Published online by Cambridge University Press: 05 June 2012
‘Finance’ is one of the fastest developing areas in the modern banking and corporate world. This, together with the sophistication of modern financial products, provides a rapidly growing impetus for new mathematical models and modern mathematical methods; the area is an expanding source for novel and relevant ‘real-world’ mathematics. The demand from financial institutions for well-qualified mathematicians is substantial, and there is a corresponding need for professional training of existing staff. Since 1992 the authors of this book have, in response, given graduate and undergraduate level courses on the subject. We have also organised a series of professional development courses for practitioners, held in Oxford and New York, with the assistance of Oxford University's Department for Continuing Education and the Oxford Centre for Industrial and Applied Mathematics. The material and notes from these courses became a book, Option Pricing: Mathematical Models and Computation, an advanced yet accessible account of applied and numerical techniques in the area of derivatives pricing.
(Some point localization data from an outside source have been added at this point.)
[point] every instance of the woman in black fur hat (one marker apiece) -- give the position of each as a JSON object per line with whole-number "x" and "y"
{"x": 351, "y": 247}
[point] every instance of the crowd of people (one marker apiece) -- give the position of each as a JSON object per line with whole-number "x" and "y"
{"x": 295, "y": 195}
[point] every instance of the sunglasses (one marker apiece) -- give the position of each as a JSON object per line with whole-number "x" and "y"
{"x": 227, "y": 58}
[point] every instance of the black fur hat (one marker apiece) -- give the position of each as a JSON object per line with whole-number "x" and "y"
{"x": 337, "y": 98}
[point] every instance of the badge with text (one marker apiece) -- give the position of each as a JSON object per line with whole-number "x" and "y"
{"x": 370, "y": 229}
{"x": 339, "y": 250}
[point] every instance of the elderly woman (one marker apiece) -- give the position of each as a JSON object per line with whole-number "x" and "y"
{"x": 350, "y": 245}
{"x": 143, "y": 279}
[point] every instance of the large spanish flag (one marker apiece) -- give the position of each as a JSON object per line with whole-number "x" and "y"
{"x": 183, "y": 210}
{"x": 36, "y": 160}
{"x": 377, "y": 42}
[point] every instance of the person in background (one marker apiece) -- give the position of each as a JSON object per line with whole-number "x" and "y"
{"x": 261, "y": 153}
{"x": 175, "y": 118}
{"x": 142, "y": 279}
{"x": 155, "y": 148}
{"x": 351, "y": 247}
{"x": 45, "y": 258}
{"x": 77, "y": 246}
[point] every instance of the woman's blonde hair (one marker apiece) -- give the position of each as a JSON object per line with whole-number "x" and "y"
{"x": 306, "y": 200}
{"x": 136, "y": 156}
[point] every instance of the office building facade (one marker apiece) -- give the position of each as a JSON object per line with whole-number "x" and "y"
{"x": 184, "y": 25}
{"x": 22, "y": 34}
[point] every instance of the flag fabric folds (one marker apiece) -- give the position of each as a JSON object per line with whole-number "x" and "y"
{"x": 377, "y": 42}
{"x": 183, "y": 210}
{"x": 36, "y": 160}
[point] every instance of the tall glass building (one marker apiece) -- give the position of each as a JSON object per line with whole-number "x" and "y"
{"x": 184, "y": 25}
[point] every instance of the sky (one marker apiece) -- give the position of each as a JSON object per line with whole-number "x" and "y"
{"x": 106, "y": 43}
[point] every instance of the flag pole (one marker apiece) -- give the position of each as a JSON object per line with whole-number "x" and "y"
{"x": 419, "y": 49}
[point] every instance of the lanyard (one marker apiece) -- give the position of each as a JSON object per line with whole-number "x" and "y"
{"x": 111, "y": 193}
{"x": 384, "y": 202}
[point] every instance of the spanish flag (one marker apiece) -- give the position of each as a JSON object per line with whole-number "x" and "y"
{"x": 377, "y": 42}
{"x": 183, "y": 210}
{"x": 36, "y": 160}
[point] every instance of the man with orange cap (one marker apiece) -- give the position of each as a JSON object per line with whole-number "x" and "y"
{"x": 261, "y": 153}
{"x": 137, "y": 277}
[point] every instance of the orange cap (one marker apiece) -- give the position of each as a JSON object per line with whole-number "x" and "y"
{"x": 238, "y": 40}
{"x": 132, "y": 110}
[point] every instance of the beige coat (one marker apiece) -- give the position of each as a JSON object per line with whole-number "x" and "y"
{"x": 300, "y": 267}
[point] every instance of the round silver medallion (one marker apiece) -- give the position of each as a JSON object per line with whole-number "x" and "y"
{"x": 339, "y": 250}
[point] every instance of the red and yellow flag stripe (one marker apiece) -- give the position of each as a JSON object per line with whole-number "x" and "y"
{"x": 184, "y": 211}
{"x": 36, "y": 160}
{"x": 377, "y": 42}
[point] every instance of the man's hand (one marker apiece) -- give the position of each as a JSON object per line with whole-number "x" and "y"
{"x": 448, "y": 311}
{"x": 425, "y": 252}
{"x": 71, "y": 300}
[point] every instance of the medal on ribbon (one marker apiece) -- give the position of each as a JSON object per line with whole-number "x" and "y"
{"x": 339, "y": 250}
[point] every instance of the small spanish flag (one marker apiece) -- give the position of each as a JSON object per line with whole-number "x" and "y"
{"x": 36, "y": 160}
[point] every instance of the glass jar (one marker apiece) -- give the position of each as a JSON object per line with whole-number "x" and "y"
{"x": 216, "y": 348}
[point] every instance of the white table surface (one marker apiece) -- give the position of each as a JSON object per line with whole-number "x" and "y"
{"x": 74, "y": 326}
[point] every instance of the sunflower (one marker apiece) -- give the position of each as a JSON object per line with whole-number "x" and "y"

Following the success of Option Pricing among financial practitioners, we have written this student-oriented version as an introduction to the subject. Our aim in The Mathematics of Financial Derivatives: A Student Introduction is to introduce the principles in a clear and readable way while leaving the more advanced topics and detailed practicalities, especially numerical issues, to the earlier book.
In what follows we describe the modelling of financial derivative products from an applied mathematician's viewpoint, from modelling through analysis to elementary computation.